Which is the more standard compliant way of writing bytes (octets) in a binary file?
In C there is the unsigned char type that can be used to store bytes. But in Fortran integers are signed. If I use an integer with kind INT8, it should be OK for values between 0 and 127. But if I need to write values in the 128…255 range, problems begin… Moreover, the representation of negative values are processor dependent. Most of the time using two’s complement, but without guarantee.
I have the idea of using MVBITS(): I put the 0…255 value in an INT16, then transfer the 8 last bits in an INT8. Assuming of course the correct Endianness… https://gcc.gnu.org/onlinedocs/gfortran/MVBITS.html
A bit of overthinking here. In memory, an INT8 integer is just a block of 8 bits. Unformatted stream I/O should threat them that way. The signed/unsigned distinction occurs when you perform arithmetic with the values, or convert them to a different KIND of integer.
@interkosmos , @alozada
The TRANSFER proposition is interesting: “Transfer physical representation.” I will make a try: the representation of 255 in Fortran should be 00000000 11111111, or rather 11111111 00000000 on a little endian machine… Will I have 00000000 or 11111111 in my c_int8_t ?

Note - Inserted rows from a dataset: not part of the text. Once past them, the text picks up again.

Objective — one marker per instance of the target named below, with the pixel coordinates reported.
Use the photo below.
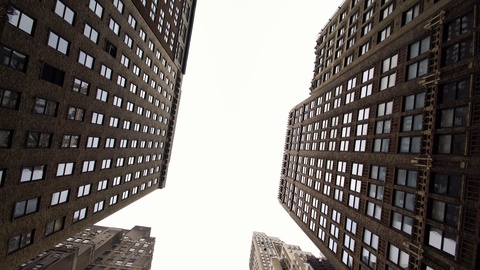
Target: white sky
(250, 62)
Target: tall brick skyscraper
(89, 95)
(381, 166)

The character solution could work on our machines, but I am not sure it is universal. The standard says:
“The processor defines a collating sequence for the character set of each kind of character. The collating sequence is an isomorphism between the character set and the set of integers{I: 0≤I < N}, where N is the number of characters in the set.”
Yes, 0x81 = 129 is purposely just out of range [-127; +128].

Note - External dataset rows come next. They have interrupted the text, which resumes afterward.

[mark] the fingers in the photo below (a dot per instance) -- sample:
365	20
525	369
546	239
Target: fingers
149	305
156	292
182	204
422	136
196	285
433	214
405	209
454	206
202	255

Concerning INT(A, KIND) the Fortran 2018 standard says:
Case (iv):If A is a boz-literal-constant, the value of the result is the value whose bit sequence according to the model in 16.3 is the same as that of A as modified by padding or truncation according to 16.3.3.The interpretation of a bit sequence whose most significant bit is 1 is processor dependent.
and:
16.3.3 Bit sequences as arguments to INT and REAL
1 When a boz-literal-constant is the argument A of the intrinsic function INT or REAL,
•if the length of the sequence of bits specified by A is less than the size in bits of a scalar variable of the same type and kind type parameter as the result, the boz-literal-constant is treated as if it were extended to a length equal to the size in bits of the result by padding on the left with zero bits, and
•if the length of the sequence of bits specified by A is greater than the size in bits of a scalar variable of the same type and kind type parameter as the result, the boz-literal-constant is treated as if it were truncated from the left to a length equal to the size in bits of the result.
I think that A=129 is a positive 16 bits signed integer: 00000000 10000001, and with INT(A, KIND=INT8) is it truncated to the rightmost 8 bits: 10000001. And that’s what I want: I just want to write the octet 10000001 in the file, I don’t care that it can be interpreted and printed as -127 by my processor.

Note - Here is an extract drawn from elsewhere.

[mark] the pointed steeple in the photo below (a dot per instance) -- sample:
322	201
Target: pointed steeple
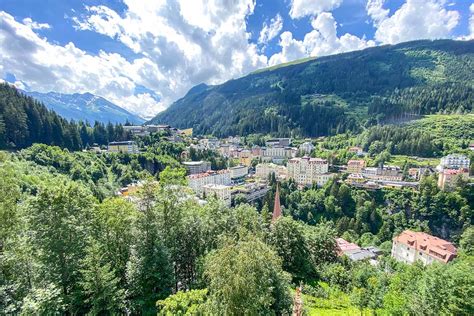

The 16.3 Bit model is the classical binary model used for positive values. (But “the interpretation of a negative integer as a sequence of bits is processor dependent”.)
achar() is defined as result = achar(i [, kind]) (with optional character kind of the result since Fortran 2003). The argument i should be a positve signed integer [0 … 255]. The type integer(kind=1) has the range -127 … 127. You can pass integer(kind=1) to achar() but negative values will be converted to positive (I don’t know if this behaviour is undefined in the language standard).